Once the Jews are locked up in concentration camps, the only way to feed them is with food physically possessed by the German government. Note that much of the food supply was not in this category. In captured Soviet territory, for example, food flowed from captured Soviet farmlands to captured Soviet cities, without at any point in that process coming into physical possession by the German government. The same was also generally true of most food produced in other conquered territories. “Food physically possessed by the German government” was desperately needed to feed millions of Soviet POWs conscripted for German weapons factories. The POWs in question were typically young, strong, able-bodied men: perfect for industrial production/weapons production. In order to feed those POWs, Hitler would have needed to starve captured Soviet cities. He attempted to do exactly that, and for the most part failed. As a result of that failure, he was unable to feed the Soviet POWs working in German weapons plants.
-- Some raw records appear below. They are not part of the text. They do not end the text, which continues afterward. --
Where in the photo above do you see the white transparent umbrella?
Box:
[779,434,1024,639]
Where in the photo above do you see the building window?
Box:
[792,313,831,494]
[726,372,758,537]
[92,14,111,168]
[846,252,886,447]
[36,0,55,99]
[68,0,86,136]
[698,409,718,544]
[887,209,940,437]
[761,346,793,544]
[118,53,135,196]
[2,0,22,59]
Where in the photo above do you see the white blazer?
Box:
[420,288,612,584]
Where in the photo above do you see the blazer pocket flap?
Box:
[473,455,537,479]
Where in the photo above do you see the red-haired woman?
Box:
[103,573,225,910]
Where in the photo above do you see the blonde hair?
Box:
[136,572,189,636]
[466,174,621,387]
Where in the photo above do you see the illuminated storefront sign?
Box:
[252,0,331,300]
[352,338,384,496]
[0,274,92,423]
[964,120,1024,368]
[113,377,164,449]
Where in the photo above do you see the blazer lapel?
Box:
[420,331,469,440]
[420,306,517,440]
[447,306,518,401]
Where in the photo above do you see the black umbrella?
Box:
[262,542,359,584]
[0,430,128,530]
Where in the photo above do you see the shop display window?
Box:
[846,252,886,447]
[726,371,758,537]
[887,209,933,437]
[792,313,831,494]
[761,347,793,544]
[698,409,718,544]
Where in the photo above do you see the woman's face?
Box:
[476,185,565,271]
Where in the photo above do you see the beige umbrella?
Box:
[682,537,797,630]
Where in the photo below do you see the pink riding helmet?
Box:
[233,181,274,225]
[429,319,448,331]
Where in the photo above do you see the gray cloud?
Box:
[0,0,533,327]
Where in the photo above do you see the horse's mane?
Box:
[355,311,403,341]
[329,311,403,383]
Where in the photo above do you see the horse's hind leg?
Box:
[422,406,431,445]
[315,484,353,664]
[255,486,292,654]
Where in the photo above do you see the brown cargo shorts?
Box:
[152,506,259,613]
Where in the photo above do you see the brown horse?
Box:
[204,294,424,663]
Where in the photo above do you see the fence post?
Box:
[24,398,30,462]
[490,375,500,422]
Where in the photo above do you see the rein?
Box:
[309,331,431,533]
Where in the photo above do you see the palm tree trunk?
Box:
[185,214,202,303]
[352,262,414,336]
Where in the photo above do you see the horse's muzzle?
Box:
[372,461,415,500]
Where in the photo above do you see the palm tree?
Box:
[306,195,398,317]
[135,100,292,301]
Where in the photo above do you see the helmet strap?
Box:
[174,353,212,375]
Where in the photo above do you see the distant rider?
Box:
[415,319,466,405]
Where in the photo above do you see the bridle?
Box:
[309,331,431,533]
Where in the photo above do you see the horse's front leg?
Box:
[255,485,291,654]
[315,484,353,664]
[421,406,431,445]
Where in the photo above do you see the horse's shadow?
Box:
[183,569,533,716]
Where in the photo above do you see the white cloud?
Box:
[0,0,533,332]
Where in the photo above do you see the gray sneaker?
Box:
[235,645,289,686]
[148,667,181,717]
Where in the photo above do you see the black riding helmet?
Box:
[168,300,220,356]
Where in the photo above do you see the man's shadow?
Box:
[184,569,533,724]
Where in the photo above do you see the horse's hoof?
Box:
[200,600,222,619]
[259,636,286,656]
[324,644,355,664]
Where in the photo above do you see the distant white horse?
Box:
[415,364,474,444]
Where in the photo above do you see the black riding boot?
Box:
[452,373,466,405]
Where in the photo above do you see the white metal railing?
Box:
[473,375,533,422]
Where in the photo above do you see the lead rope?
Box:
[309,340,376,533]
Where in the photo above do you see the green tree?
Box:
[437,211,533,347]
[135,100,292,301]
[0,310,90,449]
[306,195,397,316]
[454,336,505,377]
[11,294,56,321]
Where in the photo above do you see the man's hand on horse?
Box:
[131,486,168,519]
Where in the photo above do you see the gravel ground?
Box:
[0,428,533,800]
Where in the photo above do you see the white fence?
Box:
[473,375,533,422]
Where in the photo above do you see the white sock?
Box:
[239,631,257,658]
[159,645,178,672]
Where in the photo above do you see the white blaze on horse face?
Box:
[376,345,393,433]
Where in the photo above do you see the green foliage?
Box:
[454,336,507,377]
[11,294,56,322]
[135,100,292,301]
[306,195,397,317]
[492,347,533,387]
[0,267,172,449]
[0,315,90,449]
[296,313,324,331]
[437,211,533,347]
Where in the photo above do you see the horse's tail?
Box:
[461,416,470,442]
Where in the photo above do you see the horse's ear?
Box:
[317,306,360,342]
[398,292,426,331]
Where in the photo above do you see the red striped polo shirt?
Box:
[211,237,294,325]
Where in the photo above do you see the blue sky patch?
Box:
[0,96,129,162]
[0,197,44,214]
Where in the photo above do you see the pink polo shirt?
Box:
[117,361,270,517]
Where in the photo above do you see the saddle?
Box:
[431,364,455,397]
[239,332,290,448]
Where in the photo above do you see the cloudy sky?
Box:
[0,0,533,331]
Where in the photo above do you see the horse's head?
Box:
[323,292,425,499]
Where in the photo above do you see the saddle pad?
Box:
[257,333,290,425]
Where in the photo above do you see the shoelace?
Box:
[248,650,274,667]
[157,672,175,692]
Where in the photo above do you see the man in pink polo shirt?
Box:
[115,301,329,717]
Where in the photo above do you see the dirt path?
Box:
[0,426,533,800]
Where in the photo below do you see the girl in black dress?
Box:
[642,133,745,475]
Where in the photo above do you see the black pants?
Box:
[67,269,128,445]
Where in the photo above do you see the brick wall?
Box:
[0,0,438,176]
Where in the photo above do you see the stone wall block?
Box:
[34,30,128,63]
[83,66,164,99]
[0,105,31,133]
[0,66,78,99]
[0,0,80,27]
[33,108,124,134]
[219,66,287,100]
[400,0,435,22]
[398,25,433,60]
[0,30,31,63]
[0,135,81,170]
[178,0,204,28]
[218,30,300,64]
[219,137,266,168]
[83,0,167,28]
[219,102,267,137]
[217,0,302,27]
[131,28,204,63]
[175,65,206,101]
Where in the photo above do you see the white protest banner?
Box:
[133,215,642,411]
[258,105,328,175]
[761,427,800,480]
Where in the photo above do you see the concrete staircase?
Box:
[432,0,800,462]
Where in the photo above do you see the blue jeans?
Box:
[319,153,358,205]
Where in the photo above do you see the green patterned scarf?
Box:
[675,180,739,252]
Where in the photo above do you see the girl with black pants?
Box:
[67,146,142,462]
Millions of Soviet POWs starved, despite Hitler’s direct order that they be fed. (A direct order which, one might add, was based purely on military necessity, not on any kind of racial theory.) If “food physically possessed by the German government” was not sufficient to feed Soviet POWs–which it wasn’t–how was the German government supposed to come into physical possession of the additional food required to feed the Jews in the concentration camps?
I’m not saying that the Nazis’ initial anti-Semitic propaganda effort was justified. It wasn’t. If you want to blame the Nazis for their anti-Semitism, for Crystal Night, or for needlessly alienating their Jewish population, fine. I’m right there with you. But having made those mistakes–having stirred up a great deal of Jewish hostility against them–the Nazis created a situation in which any given Jewish population could be expected to be hostile to the Nazi regime. From a purely military perspective, it typically makes sense to feed one’s own people first, friends and allies second, neutrals third, and enemies fourth.
Prior to 1939, Germany had a number of options with respect to its Jewish population. Anything bad it did to the Jews during that time should be regarded as a consequence of the most hate-filled element of the Nazi ideology. After the war began and the White Paper of 1939 was imposed, Germany’s options became far more constrained. The (far worse) things it began doing to the Jews in 1942 were driven primarily by famine conditions and the military situation; not by ideology.